Not in entire forgetfulness,

And not in utter nakedness,

But trailing clouds of glory do we come

From God, who is our home:

Heaven lies about us in our infancy!

WORDSWORTH, ‘Ode. Intimations of Immortality’

NO THOUGHT CAN TAKE AWAY THE STRANGENESS OF DEATH. However you approach it, the fact that death awaits us but that its time and form remain unknown is strange. Nothing else that waits for us will make such a claim on us. Death weights the future. Imagine if you could say ‘I am glad that my death is behind me’ – what a different world you would be speaking from. Unfortunately, death dissolves subsequence and allows no afterwards and it assumes such power because it lies out of reach further down the line. In fact, it marks the end of the line. Perhaps if we could get beyond thinking of time as a line of life and life as a lifeline, we might be able to salvage a more hospitable understanding of death.

No sooner have we arrived on earth than we become excited hostages of the future. Our thoughts, words and actions are never neutral. Meanwhile behind us the future we have just traversed piles up. Claimed by the continuous generosity and promise of the future, we forget where we have come from. We forget our birth and we hardly ever think further back to the time before our birth. When we do think of birth in this way, an unexpected kinship emerges between death and birth. Each is the intimate and ultimate gateway. Birth is appearance; death is disappearance; or the reverse, for all we know. This kinship is unforgettably portrayed in the opening paragraph of Nabokov’s Speak, Memory:

The cradle rocks above an abyss, and common sense tells us that our existence is but a brief crack of light between two eternities of darkness. Although the two are identical twins, man, as a rule, views the prenatal abyss with more calm than the one he is heading for (at some forty-five hundred heartbeats an hour).
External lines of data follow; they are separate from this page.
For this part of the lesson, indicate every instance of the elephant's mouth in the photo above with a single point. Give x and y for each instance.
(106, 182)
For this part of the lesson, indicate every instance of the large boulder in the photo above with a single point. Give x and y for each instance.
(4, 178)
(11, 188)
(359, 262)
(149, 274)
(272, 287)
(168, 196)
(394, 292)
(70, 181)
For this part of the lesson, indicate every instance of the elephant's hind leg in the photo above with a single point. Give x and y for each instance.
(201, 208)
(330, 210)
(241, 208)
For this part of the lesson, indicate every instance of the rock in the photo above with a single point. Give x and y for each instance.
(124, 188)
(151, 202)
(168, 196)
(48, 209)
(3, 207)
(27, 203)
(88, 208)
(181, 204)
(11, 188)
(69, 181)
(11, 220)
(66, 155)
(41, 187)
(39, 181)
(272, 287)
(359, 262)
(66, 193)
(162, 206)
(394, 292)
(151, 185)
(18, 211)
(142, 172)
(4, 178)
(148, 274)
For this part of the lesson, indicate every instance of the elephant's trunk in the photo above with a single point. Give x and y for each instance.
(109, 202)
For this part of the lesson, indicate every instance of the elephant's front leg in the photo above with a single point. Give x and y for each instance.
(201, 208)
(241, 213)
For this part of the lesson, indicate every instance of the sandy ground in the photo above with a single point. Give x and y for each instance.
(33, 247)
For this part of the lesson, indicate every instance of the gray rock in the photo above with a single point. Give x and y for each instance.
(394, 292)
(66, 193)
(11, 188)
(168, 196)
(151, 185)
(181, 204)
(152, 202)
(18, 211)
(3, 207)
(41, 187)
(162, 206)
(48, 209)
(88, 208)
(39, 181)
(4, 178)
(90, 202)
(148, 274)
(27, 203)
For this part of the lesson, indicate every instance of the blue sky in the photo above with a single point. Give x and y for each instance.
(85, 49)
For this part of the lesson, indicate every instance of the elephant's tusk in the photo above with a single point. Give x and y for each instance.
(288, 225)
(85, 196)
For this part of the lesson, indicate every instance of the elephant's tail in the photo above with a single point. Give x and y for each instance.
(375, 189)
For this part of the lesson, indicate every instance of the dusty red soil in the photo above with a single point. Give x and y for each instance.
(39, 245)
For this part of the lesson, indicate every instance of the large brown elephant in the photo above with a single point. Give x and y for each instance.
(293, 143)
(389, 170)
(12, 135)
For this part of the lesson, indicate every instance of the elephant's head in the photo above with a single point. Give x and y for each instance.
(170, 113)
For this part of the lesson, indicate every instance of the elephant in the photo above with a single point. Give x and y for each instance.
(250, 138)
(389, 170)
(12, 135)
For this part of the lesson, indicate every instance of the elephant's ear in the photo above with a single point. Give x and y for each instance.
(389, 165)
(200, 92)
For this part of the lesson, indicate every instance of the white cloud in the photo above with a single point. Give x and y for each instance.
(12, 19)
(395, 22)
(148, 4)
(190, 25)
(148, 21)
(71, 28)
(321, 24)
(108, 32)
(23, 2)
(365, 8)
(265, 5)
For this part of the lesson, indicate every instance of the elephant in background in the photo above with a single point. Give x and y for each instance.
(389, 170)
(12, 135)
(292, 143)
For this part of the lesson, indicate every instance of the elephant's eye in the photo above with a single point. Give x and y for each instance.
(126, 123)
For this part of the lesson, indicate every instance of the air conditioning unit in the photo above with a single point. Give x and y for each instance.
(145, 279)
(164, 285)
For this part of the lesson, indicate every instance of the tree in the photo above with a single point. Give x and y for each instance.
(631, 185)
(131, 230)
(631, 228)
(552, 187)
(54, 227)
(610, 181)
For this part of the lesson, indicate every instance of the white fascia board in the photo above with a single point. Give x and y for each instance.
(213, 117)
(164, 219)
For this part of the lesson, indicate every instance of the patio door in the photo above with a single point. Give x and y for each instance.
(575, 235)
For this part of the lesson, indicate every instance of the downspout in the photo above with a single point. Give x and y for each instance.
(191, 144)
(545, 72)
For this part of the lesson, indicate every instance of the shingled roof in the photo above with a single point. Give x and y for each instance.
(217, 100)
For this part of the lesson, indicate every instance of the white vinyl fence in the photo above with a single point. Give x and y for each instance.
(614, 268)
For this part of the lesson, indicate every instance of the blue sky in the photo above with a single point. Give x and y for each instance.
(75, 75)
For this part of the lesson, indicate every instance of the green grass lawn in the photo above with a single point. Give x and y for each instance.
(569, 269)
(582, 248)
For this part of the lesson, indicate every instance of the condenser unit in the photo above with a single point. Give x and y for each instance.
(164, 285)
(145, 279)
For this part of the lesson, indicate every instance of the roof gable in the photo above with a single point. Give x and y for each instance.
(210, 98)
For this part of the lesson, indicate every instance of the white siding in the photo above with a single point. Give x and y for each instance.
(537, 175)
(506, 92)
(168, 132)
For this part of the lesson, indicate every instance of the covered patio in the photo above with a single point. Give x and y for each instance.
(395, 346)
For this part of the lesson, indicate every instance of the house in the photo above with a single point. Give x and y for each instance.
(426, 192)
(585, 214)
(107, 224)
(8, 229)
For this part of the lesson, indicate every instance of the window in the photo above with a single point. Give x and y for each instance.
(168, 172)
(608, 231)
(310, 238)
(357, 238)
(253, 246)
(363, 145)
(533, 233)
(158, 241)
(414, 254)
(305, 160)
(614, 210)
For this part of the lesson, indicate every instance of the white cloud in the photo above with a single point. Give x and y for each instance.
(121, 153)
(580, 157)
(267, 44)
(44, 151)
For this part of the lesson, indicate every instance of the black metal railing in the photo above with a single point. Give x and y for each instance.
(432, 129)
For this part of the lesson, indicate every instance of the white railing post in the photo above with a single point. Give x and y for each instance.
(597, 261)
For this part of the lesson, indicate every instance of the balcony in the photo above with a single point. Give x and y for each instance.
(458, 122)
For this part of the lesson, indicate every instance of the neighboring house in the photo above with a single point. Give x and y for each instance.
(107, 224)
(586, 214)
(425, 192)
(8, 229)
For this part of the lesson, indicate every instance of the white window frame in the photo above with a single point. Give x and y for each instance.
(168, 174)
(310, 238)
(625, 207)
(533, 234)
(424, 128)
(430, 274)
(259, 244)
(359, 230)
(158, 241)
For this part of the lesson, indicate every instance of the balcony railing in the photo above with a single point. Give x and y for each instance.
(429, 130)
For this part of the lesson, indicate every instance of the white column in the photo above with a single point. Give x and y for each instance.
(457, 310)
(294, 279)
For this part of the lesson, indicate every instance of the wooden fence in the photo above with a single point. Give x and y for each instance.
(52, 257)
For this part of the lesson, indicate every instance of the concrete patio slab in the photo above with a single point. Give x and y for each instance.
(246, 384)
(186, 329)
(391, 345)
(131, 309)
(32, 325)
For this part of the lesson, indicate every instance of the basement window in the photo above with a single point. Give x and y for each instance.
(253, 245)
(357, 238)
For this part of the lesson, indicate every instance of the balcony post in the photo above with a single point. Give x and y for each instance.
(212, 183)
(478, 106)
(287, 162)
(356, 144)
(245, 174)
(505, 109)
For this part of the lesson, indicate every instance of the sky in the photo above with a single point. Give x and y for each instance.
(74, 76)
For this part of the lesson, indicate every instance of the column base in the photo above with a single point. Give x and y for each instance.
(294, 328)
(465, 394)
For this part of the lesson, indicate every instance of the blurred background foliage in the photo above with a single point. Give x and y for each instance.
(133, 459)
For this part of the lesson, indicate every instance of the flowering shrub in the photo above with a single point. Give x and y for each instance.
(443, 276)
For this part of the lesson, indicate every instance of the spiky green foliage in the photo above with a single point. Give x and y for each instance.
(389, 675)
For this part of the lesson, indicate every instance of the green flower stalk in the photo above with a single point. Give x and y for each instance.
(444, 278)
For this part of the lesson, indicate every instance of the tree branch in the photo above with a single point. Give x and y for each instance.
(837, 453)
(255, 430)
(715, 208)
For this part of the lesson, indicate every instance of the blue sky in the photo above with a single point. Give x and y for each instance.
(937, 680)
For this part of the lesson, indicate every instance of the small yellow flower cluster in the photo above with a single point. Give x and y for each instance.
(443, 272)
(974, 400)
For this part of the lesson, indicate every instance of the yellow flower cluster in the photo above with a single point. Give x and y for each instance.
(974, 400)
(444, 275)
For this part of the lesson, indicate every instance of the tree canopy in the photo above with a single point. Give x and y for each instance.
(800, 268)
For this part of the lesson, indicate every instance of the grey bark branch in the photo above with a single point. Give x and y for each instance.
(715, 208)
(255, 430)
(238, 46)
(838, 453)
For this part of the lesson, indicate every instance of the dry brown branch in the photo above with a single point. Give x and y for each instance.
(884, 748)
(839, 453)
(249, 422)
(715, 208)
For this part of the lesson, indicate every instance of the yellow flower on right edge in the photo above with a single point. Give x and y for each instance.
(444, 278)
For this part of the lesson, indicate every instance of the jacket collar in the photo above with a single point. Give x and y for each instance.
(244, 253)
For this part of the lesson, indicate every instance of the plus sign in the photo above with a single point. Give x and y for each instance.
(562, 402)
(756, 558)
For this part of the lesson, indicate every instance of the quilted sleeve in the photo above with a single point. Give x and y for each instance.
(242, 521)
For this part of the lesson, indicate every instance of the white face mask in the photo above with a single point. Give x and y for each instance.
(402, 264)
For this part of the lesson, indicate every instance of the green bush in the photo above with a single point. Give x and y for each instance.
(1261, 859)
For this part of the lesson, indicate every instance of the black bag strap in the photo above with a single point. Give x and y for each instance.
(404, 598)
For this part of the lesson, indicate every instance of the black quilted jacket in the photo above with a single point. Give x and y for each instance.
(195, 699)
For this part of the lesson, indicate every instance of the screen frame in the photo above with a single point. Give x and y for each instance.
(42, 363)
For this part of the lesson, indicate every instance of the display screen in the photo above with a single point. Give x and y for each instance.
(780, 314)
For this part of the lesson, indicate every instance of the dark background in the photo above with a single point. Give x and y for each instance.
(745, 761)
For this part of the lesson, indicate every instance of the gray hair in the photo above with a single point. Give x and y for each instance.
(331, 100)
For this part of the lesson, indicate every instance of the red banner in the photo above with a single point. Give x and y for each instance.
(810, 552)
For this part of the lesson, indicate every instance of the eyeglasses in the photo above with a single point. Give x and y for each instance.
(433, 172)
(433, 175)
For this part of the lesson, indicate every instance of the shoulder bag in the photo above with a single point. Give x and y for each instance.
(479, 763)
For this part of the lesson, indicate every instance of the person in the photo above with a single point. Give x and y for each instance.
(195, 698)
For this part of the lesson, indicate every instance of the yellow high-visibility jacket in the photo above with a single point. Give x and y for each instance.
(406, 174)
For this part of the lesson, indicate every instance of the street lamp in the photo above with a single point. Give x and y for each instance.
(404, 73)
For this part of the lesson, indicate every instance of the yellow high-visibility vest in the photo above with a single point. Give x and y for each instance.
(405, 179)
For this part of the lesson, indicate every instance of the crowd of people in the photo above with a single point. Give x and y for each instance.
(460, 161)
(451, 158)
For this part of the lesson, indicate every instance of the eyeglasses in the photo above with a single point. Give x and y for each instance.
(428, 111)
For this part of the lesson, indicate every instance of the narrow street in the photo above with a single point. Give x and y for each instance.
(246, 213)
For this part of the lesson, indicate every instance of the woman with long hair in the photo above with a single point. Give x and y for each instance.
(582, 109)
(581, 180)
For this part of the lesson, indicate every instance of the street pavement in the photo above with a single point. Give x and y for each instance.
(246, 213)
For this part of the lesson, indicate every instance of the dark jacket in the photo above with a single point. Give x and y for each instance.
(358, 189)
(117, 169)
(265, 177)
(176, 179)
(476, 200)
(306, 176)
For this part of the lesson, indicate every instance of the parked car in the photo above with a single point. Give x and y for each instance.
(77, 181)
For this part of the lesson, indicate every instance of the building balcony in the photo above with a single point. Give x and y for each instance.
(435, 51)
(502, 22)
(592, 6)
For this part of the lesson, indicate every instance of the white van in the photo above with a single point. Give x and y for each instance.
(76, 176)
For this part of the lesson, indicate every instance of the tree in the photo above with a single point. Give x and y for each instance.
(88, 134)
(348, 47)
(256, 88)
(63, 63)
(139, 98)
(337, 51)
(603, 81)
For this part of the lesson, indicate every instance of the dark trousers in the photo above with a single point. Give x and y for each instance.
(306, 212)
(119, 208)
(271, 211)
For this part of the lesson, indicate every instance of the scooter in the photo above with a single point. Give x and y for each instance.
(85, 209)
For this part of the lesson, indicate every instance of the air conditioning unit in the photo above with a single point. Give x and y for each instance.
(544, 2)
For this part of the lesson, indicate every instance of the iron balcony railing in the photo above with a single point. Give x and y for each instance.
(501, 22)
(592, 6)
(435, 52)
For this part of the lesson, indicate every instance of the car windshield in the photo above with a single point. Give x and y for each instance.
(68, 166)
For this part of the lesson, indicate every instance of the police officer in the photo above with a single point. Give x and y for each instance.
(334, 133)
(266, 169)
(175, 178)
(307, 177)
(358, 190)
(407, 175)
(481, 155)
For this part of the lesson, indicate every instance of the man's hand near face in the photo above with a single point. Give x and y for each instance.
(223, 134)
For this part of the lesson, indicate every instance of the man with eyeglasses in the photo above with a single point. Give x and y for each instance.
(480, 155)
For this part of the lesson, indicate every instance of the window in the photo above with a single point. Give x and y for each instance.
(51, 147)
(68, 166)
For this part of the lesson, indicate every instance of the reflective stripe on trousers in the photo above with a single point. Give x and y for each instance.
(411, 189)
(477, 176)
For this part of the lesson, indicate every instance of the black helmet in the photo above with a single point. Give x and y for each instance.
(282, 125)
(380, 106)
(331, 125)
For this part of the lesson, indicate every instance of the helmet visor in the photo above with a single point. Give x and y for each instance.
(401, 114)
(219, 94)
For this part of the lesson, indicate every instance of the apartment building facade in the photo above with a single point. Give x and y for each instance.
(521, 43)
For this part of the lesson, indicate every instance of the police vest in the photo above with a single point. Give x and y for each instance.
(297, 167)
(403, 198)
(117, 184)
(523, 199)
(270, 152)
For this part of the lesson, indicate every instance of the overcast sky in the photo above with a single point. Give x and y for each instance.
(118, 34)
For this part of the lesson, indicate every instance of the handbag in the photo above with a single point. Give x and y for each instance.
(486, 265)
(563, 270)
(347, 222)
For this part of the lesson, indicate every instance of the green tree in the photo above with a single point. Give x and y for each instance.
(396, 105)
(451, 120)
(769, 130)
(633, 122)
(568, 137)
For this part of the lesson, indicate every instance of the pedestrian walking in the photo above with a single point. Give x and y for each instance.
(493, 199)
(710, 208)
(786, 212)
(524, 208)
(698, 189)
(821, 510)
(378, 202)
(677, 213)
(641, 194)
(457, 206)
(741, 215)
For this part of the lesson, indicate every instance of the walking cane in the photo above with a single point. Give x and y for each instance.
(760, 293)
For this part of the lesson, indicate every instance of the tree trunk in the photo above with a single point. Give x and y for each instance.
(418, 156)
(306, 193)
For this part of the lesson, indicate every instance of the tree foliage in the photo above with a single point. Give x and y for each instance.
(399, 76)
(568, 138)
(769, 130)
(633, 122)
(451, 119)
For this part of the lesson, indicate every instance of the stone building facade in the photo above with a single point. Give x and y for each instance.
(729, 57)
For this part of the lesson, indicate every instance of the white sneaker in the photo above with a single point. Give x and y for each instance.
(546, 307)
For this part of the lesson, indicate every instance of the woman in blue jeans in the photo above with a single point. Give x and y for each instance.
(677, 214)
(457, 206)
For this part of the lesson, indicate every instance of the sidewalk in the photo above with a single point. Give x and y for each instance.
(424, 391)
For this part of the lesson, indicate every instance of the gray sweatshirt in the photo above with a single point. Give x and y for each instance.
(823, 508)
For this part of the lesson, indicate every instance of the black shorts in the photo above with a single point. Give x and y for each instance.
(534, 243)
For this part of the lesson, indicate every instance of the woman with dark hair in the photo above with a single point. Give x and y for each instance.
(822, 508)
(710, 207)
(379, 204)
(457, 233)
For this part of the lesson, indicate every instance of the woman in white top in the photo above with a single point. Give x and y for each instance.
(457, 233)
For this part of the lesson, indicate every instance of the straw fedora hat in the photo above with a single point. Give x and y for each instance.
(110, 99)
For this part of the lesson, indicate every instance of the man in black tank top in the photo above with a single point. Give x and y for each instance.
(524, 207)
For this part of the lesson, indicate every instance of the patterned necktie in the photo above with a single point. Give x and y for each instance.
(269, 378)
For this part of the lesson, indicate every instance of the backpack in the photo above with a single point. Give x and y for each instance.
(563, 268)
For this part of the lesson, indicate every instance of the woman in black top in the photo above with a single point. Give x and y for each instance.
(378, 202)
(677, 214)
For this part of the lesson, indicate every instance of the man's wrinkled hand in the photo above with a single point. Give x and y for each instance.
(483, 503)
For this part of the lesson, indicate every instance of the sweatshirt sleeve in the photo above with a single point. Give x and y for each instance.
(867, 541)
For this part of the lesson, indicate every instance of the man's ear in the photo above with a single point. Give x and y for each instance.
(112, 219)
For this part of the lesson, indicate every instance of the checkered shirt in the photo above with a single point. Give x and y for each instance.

If we could see time as a circle, we might be better able to see how birth and death belong within the one embrace. Could it be that where we come from at birth is where we return to at death? When we think of birth and death together, death begins to lose its terror as an unknown abyss where the intimacy of a life is erased. If the light and beauty of who we are was dreamed and created in that realm before birth, then death is surely bringing us home to the house of our eternal belonging. And if everything we are is a gift from that home of dream, then our return will be a celebration of all we have awakened, realized and lived. Perhaps, deep within us there will be no great surprise at our return, for there may be a silent dimension of the heart which through all the years has never forgotten where it came from. Perhaps this is why beauty touches us so deeply. When beauty touches us, we remember who we are. We realize that we have come from the homeland of beauty.

Each life is enfolded within a circle of time and if we imagine this circle as porous, occasionally, as we journey through our days, time suddenly deepens and all fragmentation coheres as we slip into eternal presence. Eternal time dwells deep in ordinary time. As we say, such moments become timeless and what is timeless does not pass away; it lives for ever. Eternity is then not to be considered as an infinite quantity of days. There is the image of eternity as an endless desert. Once every hundred years a raven comes and takes away one grain of sand and eternity will last until all the sand is removed. Caught between the shadowing and brightening of our days, we can have no clear view, yet our glimpses of the eternal world would suggest that it is not a matter of infinite quantity so much as a pure refinement of presence. And maybe this is the unseen gift that death will bring, namely, a refinement that transfigures us in order that we may dwell completely in eternal presence. Again this would not be foreign to us. Indeed the times of deepest delight in life are those moments when everything comes together and we feel divinely alive. Time opens and the eternal enfolds us. Though we slip back again into the breakage of days and moments, we never lose that feel of the eternal.